Agave Nectar: This sweetener has been very popular lately, however, I do not recommend it. It is not natural. It comes as a syrup and is highly refined. Agave nectar even has more concentrated fructose than high fructose corn syrup according to the Weston A. Price Foundation. Agave was developed in the 1990′s and is made primarily in Mexico. To produce agave nectar, the leaves are cut off the plant after it has aged 7 to 14 years. Then the juice is expressed from the core of the agave. The juice is filtered, then heated, in order to hydrolyze the polysaccharides into simple sugars. The filtered, hydrolyzed juice is concentrated to a syrupy liquid, slightly thinner than honey, from light colored to dark amber, depending on the degree of processing. This is not a traditional sweetener and the high levels of synthesized fructose in agave puts people at risk for obesity, heart disease, arterial inflammation, high blood pressure and increased insulin resistance.
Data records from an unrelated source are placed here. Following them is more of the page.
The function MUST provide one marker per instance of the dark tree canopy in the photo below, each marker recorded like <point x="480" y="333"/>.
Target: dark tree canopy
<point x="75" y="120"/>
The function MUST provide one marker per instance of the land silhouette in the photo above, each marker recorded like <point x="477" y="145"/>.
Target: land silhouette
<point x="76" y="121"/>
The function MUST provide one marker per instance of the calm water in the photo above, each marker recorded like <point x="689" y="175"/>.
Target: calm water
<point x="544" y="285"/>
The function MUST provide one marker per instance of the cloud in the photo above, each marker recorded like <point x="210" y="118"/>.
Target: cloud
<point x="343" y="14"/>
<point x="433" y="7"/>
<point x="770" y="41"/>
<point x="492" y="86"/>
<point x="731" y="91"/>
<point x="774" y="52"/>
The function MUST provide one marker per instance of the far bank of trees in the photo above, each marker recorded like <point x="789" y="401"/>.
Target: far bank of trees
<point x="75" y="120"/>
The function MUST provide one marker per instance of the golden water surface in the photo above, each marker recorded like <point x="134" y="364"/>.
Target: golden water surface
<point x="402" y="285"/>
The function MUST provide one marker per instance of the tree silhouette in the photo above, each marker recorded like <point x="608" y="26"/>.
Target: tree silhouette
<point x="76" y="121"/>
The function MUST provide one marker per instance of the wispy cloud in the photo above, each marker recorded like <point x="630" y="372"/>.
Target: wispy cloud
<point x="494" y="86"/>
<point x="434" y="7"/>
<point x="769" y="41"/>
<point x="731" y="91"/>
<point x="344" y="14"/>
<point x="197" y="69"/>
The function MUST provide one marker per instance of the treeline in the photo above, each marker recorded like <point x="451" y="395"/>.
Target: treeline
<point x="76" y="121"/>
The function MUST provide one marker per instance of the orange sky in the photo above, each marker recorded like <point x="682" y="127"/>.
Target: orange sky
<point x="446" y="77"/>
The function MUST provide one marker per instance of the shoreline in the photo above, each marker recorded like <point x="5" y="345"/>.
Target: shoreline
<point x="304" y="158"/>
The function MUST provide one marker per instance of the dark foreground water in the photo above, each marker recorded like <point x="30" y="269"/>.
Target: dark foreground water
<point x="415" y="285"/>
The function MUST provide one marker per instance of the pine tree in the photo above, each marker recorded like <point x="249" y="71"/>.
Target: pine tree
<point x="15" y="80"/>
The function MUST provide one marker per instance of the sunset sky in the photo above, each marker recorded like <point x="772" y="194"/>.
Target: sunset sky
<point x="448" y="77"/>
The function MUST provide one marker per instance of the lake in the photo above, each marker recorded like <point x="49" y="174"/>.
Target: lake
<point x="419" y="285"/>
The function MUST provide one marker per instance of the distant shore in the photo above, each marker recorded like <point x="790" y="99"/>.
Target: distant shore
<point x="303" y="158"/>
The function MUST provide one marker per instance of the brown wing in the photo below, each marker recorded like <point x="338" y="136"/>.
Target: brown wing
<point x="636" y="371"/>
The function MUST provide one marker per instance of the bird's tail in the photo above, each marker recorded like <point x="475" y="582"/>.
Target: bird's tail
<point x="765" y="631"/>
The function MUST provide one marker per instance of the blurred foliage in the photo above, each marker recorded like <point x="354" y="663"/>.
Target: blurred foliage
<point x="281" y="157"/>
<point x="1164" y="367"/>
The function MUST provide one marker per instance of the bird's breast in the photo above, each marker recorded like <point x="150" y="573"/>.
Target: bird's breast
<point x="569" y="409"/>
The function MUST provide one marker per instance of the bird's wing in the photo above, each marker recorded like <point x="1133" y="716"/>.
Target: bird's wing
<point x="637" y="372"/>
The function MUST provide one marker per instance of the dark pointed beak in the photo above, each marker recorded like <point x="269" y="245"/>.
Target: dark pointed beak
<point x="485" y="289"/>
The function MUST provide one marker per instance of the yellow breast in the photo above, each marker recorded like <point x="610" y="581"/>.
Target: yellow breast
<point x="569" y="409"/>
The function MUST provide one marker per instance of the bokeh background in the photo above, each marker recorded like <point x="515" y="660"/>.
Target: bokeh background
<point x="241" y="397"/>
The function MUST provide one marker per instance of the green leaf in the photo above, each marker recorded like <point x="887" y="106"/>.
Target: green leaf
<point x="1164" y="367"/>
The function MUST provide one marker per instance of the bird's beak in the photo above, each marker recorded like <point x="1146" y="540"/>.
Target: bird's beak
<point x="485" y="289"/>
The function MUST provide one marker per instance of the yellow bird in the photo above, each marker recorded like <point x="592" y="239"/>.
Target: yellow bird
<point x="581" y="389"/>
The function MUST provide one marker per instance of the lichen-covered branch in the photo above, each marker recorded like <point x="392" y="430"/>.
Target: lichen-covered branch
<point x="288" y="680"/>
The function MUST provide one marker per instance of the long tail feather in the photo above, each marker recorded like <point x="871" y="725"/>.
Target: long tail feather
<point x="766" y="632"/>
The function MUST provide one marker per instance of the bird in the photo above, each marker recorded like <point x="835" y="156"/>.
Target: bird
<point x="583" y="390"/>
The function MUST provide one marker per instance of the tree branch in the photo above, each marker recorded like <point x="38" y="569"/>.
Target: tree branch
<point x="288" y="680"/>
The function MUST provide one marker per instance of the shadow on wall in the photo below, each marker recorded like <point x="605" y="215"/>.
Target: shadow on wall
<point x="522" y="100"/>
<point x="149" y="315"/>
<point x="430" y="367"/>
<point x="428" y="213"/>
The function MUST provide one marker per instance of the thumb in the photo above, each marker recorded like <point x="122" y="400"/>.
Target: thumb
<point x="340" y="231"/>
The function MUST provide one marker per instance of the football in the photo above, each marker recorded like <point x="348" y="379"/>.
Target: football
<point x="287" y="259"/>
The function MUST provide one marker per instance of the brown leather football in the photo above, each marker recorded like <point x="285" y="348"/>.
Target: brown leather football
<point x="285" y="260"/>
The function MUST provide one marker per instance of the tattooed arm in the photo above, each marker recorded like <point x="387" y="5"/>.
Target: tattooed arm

High Fructose Corn Syrup: I’m sure you’ve seen the commercials that say HFCS is the same as sugar, and that when used in moderation, it’s safe. Well, it’s not the same or safe. When used in moderation it is a major cause of heart disease, obesity, cancer, dementia, liver failure, tooth decay, & more. “Why is the corn industry spending millions on misinformation campaigns to convince consumers and health care professionals of the safety of their product? Could it be that the food industry comprises 17 percent of our economy?” Check out Dr. Mark Hyman’s post “5 Reasons High Fructose Corn Syrup Will Kill You.” Something new that I learned in this post is that HFCS contains mercury, which as we know is extremely toxic and detrimental to our health.
So when you must reach for a sweetener, aim for a natural, unprocessed one. And most importantly, use in moderation!